By Jnana Hodson
Something of a tattoo remains
an outlaw initiation. Your rose
is no rose crossing distress.
My snookums peruses my journal
pages more often than I do
no matter how intently
I set them off-limits.
Despite her lovely torso, she dreads
thighs that may fatten. Ignores
robust-legged lithographs incarnating
Mediterranean provocations.
Sometimes enormous limbs
thrust contemptuous dancers
into my embrace. Other times,
beyond any grasping. More often,
I wobble as if drinking deep into night.
Still, I wonder why she refuses to see
where shes inked herself on my parts.
Born in Dayton, Ohio, and a graduate of Indiana
University, I continue in the tradition of spiritual renaming, which may
be seen in both Biblical and Native-American examples.
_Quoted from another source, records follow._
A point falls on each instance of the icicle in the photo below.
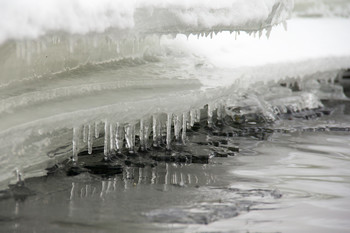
(119, 138)
(210, 116)
(111, 137)
(18, 175)
(90, 140)
(97, 131)
(142, 136)
(75, 144)
(177, 127)
(155, 132)
(198, 115)
(130, 138)
(84, 134)
(106, 148)
(219, 112)
(268, 32)
(168, 131)
(146, 134)
(285, 26)
(184, 124)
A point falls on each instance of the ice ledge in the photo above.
(21, 20)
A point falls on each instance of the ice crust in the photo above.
(23, 19)
(322, 8)
(134, 68)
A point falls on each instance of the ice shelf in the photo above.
(149, 66)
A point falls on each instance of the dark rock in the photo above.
(104, 169)
(75, 170)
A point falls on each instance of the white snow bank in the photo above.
(29, 19)
(322, 8)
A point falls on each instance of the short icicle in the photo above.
(146, 133)
(198, 115)
(129, 134)
(84, 134)
(97, 132)
(192, 117)
(168, 131)
(90, 139)
(106, 148)
(119, 138)
(177, 127)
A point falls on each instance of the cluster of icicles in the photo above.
(157, 130)
(119, 136)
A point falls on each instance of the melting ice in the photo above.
(105, 73)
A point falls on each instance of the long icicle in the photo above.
(184, 126)
(75, 144)
(142, 136)
(155, 131)
(210, 116)
(90, 139)
(111, 137)
(106, 148)
(168, 131)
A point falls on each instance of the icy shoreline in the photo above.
(156, 77)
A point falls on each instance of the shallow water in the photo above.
(294, 177)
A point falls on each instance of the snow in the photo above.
(29, 19)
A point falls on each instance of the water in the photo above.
(290, 176)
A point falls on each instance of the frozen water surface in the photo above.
(174, 116)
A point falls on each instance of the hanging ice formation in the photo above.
(130, 75)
In my case, the
name Jnana (commonly pronounced Ja-NAN-a, Sanskrit for the path of intellect
or discernment) was bestowed when I dwelled in a Yoga ashram in eastern
Pennsylvania.
As a professional journalist, Ive also
resided in Upstate New York, in two additional quarters of Ohio, in desert-expanse
orchards of Washington State, in the Mississippi River ribbon of eastern
Iowa, in the harbor city of Baltimore, and finally in former textile-mill
towns of New Hampshire.
All along, my writing has grown out of spiritual
exploration. Often, seeking the unique cadence of each place Ive
dwelled. At other times, delving headlong into confrontations and paradoxes
that entangle present-day romance, sexual attraction, and intimacy. Not
infrequently, as mythology has long demonstrated, landscapes and loving
overlap.
Experimentation - a desire to discover, by trial
and error, structures and language to synthesize the details I employ
- is a central concern in much of my poetry.